Pour le ministère des Armées, le lancement du premier satellite CSO est « un premier pas », a précisé la ministre. Car la loi de programmation militaire 2019-2025 prévoit le renouvellement complet des capacités spatiales militaires françaises. En 2020 et 2021 seront tirés les deux autres satellites qui compléteront cette composante. Ce qui placera  la France « définitivement à la pointe de l'observation spatiale », a fait valoir la ministre. En 2020, la France lancera également trois satellites d'écoute électromagnétique CERES. « C'est une capacité nouvelle pour détecter les centres de commandement et les flottes ennemies », a précisé Florence Parly.

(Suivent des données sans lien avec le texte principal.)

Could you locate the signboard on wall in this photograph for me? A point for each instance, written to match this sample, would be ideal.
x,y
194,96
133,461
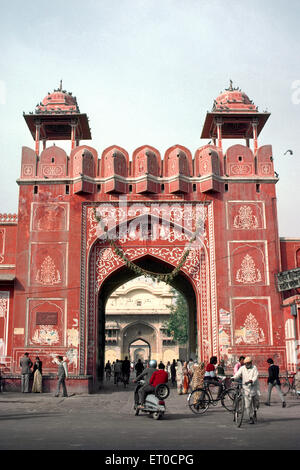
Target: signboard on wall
x,y
287,280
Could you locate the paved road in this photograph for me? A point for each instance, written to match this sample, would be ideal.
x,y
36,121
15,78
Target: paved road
x,y
106,421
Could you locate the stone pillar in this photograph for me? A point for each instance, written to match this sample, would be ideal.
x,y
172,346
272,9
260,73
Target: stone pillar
x,y
37,137
254,126
219,123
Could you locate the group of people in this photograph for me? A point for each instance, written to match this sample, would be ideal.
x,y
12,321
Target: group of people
x,y
37,386
119,369
191,375
246,373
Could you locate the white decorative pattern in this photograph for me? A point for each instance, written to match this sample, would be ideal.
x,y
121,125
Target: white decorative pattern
x,y
250,332
245,219
248,273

D'ici à 2022, les deux premiers satellites de télécommunication Syracuse 4 seront en outre lancés. Enfin, la ministre a décidé qu'un troisième serait commandé en 2023. A l'exception du troisième satellite Syracuse 4, la ministre a pris le train en marche pour le renouvellement des capacités spatiales françaises.

Est-ce suffisant?

« Est-ce encore suffisant ? Je ne crois pas », a réaffirmé Florence Parly, qui a assure que la France a « aujourd'hui, plus que jamais, besoin d'une stratégie spatiale de défense ». Le président de la République partage cette préoccupation et a chargé la ministre de lui proposer une stratégie spatiale ambitieuse pour le ministère des Armées. Pourquoi ? « Le ciel est devenu un espace de rivalité, de confrontation. Les actes inamicaux s'y multiplient, l'espionnage peut s'y faire, de nouveaux acteurs y ont accès tandis que sur le sol, les puissances développent des capacités antisatellites ». Après celui de septembre au CNES à Toulouse, ce nouveau discours audacieux oblige la ministre à décliner cette ambition pour une nouvelle politique spatiale sur le plan budgétaire et capacitaire.

« Il nous faut surveiller plus et mieux nos satellites, a-t-elle expliqué. Il nous faut connaître parfaitement les objets qui les entourent, qui croisent leurs trajectoires. Il nous faut une cartographie parfaite du ciel. Il nous faut décourager quiconque voudrait s'attaquer à nos satellites ».

Un groupe de travail s'est donc mobilisé pour y réfléchir à cette stratégie. Ce travail a notamment permis de creuser les menaces et d'identifier les capacités pour y répondre aussi bien sur les segments sol et spatial mais aussi sur les liaisons de données entre le sol et l'espace, et dans la partie logicielle. Ces segments peuvent faire l'objet de menaces plus ou moins graves, qui va de l'espionnage et au déni de services (brouillage) jusqu'à la neutralisation du satellite (impact cinétique ou désorbitation forcée). Ainsi, le ministère a mis des priorités sur les menaces, à la fois les plus graves et les plus probables. En tout cas, selon Florence Parly, « toutes les options sont sur la table » pour que le ministère soit à « la hauteur des enjeux et des menaces » dans le domaine spatial.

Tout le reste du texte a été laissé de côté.